December 07, 2009

Why was she running?

Here running was s shrine maiden of Kasuga Grand Shrine wearing a beautiful crown of wisteria flowers. A shrine maiden is supposed to behave gracefully. Why was she running? Because it was the busiest day in Kasuga Grand Shrine. The luckiest day(大安) in the old fortune-telling calendar ,in which six different fortunes come in the order, fell on Sunday. So there were more ceremonial occasions than usual.


When we hold special ceremonies such as a wedding ceremony, a one- month- old baby’s blessing ceremony and so on, we still examine the fortune-telling calendar and choose the luckiest day which comes once in every six days.


Many calenders and pocket diaries tell us six days cycle in the fortune-telling calendar. There are no scientific proofs at all but this idea is deeply rooted in our DNA. Really Japan is a wonderland where the old and the new coexist side by side in harmony.
(This is an old calender for 2010 sold at a book store at the price of 300yen.)

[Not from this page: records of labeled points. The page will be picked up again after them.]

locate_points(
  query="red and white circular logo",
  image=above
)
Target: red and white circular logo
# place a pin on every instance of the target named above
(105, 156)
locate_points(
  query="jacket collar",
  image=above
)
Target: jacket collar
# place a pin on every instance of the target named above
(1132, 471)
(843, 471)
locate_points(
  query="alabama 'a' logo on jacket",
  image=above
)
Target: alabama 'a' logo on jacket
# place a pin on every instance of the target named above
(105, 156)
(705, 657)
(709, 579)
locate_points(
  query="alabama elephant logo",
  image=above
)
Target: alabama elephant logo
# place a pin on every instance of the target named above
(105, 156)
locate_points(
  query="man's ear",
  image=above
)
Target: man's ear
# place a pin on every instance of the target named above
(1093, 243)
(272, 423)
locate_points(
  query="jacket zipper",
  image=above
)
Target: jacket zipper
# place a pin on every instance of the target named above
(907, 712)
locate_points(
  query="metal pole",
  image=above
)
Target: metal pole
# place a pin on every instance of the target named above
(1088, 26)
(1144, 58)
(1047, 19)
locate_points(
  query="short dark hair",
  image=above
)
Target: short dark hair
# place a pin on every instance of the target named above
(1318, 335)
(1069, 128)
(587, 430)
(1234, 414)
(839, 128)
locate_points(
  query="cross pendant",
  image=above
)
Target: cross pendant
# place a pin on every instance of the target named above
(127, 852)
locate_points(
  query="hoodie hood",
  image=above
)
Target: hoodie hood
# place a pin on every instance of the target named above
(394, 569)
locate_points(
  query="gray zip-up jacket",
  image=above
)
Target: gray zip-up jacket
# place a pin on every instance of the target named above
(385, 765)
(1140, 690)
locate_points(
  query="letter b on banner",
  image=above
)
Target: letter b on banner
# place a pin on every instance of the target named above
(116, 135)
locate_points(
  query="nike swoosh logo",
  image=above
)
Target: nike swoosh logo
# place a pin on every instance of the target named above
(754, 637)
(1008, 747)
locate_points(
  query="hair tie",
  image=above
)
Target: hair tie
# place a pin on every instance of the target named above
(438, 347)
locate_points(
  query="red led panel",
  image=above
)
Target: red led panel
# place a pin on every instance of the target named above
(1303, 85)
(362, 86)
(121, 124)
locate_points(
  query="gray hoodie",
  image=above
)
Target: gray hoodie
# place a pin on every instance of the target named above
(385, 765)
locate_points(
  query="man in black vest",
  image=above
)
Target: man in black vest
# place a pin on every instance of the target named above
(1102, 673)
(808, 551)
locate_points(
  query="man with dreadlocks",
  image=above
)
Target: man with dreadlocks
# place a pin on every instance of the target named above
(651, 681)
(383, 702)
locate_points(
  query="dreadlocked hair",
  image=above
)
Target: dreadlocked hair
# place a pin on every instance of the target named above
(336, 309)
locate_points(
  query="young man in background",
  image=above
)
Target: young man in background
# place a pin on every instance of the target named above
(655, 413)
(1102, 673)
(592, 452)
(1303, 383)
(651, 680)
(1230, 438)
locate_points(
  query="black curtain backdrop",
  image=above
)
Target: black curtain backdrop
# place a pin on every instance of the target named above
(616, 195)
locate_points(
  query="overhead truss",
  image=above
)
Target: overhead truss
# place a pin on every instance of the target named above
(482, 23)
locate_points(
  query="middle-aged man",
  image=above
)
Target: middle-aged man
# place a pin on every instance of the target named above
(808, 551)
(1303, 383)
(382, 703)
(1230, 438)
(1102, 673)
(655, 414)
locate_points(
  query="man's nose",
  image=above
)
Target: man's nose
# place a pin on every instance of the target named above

Suppose you have a wedding ceremony. Will you choose the luckiest day(大安) or the worst day(仏滅) for the ceremony?

4 comments:

  1. It is remarkable and fascinating to me how Japan can be such an advanced society, on one hand, a society which has advanced thanks to science and scientific thinking (much of which was imported to Japan from other, Western, countries), and yet on the other hand also keep such superstitious beliefs. The old and the new coexist side by side in my country, Britain, as well, but what I see here is not just the old and the new, but the scientific and the non-scientific.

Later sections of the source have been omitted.